Can N agents collectively exceed a rolling window cap through adversarial scheduling?


const result = verify({
  kind:                 'rolling_window_saturation',
  agentCount:           5,
  transactionsPerAgent: 20,
  windowMs:             3_600_000,
  capAmount:            25_000n * 10n ** 6n,
  token:                'USDC',
  maxSpendPerTx:        1_000n * 10n ** 6n,
})

policy_containment

Is every action allowed by innerPolicy also allowed by outerPolicy?


const result = verify({
  kind: 'policy_containment',
  innerPolicy,
  outerPolicy,
})

Adversarial stress testing

Six default attack vectors tested against the policy (a seventh, chain_reorg, exists in the type but is not in DEFAULT_VECTORS — opt in via the vectors option):


import { stressTest } from '@txfence/verify'
 
const report = await stressTest(policy, {
  agentCount:              10,
  transactionsPerScenario: 20,
})
 
console.log(report.survivalRate)
console.log(report.recommendation)

Six default vectors: rapid_fire, coordinated_drain, rpc_failure, stale_simulation, cap_boundary, approval_flood.

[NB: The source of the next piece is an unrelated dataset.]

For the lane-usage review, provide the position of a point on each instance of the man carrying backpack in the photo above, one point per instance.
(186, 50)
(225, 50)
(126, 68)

RiskReport includes: policy, totalScenarios, survived, failed, survivalRate, failedScenarios, byVector, bySeverity, generatedAt, durationMs, recommendation.

CLI


txfence verify absolute-cap --config ./txfence.config.ts
txfence verify rolling-window --config ./txfence.config.ts
txfence verify policy-contains --config ./txfence.config.ts
txfence stress-test --config ./txfence.config.ts --agents 10 --transactions 20

All commands exit 0 when the property holds, 1 when violated — CI-friendly.

Important

Bounded verification only. A property that holds for N=10, M=10 may still be violated for larger values. Document your bounds.